Date: May 1989 (Revised April 1995)

Source: University of Minnesota

Some of the most common problems with jams and jellies are softness, weeping, fermentation, darkening, clouding, mold and crystal formation.

If jelly is too soft, there may be incorrect proportions of sugar, acid and juice. Making too large a batch or undercooking may also be a cause.

Another problem is jelly that weeps. If this happens there may be too much acid in the fruit or too much acid added in the form of lemon juice. Also, the storage place may have been too warm or the temperature changed too much during storage.

Fermentation is another problem. This may occur because of too little sugar or improper sealing. The boiling water bath process helps to get an adequate seal and prevent fermentation.

Sometimes jellies and jams darken at the top of the container. There are two main reasons: Either the storage place was too warm--or a faulty seal has allowed air to leak in. Red fruits such as strawberries and raspberries are especially prone to fading.

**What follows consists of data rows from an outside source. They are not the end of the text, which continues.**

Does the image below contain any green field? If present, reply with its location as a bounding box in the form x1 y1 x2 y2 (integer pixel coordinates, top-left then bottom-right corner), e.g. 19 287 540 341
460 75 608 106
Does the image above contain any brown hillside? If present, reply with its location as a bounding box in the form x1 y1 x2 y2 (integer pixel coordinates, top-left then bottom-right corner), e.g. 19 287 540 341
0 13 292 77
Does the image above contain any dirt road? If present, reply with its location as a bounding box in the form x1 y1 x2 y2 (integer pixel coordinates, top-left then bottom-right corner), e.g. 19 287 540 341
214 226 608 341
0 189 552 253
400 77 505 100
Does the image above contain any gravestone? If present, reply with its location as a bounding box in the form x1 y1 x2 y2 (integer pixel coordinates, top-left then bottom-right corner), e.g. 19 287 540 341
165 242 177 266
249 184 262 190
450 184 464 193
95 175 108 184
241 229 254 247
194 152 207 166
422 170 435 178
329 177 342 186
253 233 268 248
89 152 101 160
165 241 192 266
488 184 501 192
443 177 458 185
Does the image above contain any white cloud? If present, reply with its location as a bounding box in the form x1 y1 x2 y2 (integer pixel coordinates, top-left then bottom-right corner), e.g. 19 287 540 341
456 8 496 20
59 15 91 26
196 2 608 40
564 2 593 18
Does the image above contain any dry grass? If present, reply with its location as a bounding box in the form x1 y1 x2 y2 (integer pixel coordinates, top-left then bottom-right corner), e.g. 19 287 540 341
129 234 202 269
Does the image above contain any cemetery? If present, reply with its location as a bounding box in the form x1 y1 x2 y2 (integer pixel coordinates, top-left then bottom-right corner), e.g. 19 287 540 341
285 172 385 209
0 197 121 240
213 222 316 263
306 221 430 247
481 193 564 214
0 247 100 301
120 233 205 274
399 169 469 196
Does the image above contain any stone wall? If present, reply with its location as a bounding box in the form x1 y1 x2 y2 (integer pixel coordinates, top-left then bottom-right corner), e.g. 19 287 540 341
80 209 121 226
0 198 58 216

If your jelly is cloudy, it may be for one of the following reasons: first, you may have poured the jelly mixture into the jars too slowly allowing bubbles to form. Or, you may have allowed the jelly mixture to stand before it was poured. Other reasons are that your juice may have had too much pulp because of improper straining, or your jelly set too fast, probably because the fruit was not ripe enough.

Mold growth may occur on jam and jelly products when there is an imperfect seal or too much air space between the jar lid and jellied product.

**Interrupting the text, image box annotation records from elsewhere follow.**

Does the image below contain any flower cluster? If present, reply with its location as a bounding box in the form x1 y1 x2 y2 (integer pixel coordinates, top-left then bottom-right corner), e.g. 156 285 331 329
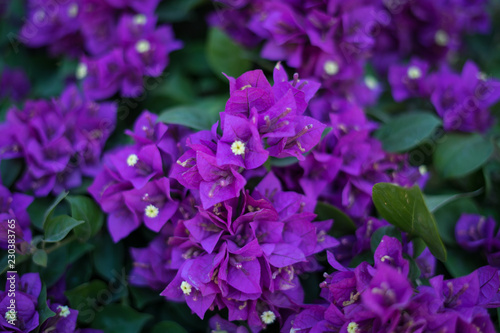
209 0 490 103
282 236 500 333
276 98 427 219
0 273 102 333
88 111 188 242
162 173 337 331
455 214 500 268
0 86 116 196
21 0 182 100
171 63 325 209
389 58 500 132
0 185 33 252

The prevention of mold growth on jams and jellies is important for economic as well as food safety reasons. We used to think molds on jams and jellies were harmless and should be scraped off before using the rest of the product. New information indicates that molds may be harmful and shouldn't be eaten. If mold does develop, throw away the entire contents of the jar.

The best way to avoid problems with mold growth on jam and jelly products is to pour the hot jam into hot, pre-sterilized half pint or pint size canning jars. Pour to within a fourth of an inch of the top of the jar. Seal with pre-treated two-piece lids and process in water bath for the recommended time.

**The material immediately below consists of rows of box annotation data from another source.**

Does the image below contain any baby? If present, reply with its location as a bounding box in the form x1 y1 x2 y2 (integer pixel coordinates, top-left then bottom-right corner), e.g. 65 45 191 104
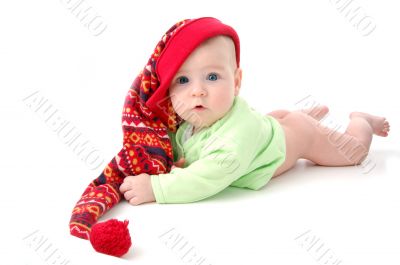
120 19 390 205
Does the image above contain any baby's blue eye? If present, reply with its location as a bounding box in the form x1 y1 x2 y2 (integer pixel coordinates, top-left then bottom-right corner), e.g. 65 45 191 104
207 73 218 81
178 76 189 84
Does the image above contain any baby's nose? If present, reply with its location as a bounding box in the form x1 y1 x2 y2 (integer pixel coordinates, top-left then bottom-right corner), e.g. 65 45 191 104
192 84 207 97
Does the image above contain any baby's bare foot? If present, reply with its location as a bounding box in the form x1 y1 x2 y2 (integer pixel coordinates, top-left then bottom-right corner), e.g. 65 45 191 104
350 112 390 137
301 105 329 121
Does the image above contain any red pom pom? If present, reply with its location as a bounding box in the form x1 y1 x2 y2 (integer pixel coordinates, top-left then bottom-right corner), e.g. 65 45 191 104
90 219 132 257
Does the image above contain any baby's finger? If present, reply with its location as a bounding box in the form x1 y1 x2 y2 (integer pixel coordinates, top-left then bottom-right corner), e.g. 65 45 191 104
119 181 131 193
129 197 142 206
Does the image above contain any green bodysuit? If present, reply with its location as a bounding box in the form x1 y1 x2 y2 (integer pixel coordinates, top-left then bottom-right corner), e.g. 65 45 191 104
151 96 286 203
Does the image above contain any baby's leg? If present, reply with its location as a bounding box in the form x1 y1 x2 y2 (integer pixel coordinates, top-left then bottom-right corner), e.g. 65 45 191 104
267 105 329 120
274 111 390 176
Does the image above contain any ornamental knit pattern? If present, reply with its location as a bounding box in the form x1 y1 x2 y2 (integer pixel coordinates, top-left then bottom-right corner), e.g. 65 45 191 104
69 19 190 239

A final problem is crystals in jelly. This may be caused by too much sugar or not cooking the mixture long enough for the sugar to dissolve. Another cause may be cooking the jelly too long or too slowly, and ending up with too much evaporation of liquid. Once the jelly is made, allowing it to stand uncovered may also result in evaporation of liquid and the formation of crystals on top of the jelly.

For future reference, you may want to obtain a copy of Extension bulletin HE-172, "Jams, Jellies and Preserves," which is available at your county office of the NDSU Extension Service.